Michael Flynn, President Trump's national security advisor, resigned last night over a controversy about a phone call he made to the Russian ambassador to the U.S. in December. In his resignation letter, Flynn said he "inadvertently" provided "incomplete information" about phone calls to the ambassador—specifically, Flynn told Vice President Mike Pence and Reince Priebus, the White House chief-of-staff, he did not discuss sanctions with the ambassador even though he did. In its last days, the Obama administration imposed new sanctions on Russia over its alleged interference in the 2016 presidential election—Russia did not respond, and Trump called that a "great move" and Putin "very smart."

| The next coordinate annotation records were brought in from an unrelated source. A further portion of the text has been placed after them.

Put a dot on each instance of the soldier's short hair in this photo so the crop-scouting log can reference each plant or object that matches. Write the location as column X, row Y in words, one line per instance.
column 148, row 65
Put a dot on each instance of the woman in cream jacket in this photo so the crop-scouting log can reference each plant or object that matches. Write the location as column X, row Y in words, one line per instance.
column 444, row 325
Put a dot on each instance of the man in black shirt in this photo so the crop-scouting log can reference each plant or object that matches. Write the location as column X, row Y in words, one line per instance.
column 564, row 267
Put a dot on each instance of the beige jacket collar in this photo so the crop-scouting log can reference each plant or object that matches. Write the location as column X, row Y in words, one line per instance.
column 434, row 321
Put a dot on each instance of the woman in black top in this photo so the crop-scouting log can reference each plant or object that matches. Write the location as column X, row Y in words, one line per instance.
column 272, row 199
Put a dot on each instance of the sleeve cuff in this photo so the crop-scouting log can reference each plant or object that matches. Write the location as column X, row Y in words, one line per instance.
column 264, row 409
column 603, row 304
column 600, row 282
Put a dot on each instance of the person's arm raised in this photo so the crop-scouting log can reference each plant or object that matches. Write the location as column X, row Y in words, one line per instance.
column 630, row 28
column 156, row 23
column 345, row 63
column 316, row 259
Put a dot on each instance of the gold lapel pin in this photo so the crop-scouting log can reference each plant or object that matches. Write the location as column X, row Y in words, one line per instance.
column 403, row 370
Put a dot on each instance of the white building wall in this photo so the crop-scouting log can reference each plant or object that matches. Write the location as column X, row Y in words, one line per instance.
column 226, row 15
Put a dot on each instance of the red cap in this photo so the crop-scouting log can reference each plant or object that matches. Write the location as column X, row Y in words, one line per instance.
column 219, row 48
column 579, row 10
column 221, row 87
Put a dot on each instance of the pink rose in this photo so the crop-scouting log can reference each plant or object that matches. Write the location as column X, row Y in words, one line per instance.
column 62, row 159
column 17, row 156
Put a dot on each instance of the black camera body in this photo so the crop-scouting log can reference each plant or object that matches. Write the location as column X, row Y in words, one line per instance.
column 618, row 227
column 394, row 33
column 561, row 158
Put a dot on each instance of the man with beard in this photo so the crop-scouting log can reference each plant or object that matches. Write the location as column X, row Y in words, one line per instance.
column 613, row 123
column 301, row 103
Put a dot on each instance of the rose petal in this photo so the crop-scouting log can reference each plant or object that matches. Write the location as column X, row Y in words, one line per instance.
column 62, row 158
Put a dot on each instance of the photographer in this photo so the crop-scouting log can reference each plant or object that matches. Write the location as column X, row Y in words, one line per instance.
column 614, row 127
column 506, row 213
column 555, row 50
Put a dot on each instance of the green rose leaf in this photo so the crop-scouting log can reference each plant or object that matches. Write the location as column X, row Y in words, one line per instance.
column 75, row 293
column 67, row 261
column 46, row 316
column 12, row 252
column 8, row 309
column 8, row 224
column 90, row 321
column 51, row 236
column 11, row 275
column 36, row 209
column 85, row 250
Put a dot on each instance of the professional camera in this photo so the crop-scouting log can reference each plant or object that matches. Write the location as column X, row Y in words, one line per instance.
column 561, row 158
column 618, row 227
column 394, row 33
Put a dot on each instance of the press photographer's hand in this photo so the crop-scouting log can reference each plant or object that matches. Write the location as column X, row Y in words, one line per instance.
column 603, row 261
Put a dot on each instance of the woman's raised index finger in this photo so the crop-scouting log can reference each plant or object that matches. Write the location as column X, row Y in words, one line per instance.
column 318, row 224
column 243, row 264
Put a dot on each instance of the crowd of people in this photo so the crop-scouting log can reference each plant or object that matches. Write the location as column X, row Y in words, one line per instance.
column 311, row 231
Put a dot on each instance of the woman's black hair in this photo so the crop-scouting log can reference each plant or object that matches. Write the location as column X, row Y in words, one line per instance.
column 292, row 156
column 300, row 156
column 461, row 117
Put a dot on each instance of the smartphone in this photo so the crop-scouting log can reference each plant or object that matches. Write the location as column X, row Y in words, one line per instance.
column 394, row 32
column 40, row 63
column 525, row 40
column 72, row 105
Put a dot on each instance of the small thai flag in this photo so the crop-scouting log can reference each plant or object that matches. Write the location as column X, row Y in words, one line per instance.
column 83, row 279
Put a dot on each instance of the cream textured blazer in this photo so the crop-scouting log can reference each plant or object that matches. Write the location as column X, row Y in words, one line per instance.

Late last month, the Department of Justice reportedly informed the Trump White House that Flynn had misled it about his call to the ambassador—the Washington Post reports that the message was delivered by Sally Yates, who Trump fired after she said she was not convinced the DOJ should defend Trump's travel ban executive order in court. It's unclear how the DOJ concluded Flynn was not being truthful about his phone call with the ambassador.
The Daily Wire's Ben Shapiro notes two possibilities for Flynn's deceit—that he misled Pence, Priebus, and Trump, or that he withheld the nature of his call to the ambassador from Pence and Priebus because Trump had not authorized him to disclose that information to others.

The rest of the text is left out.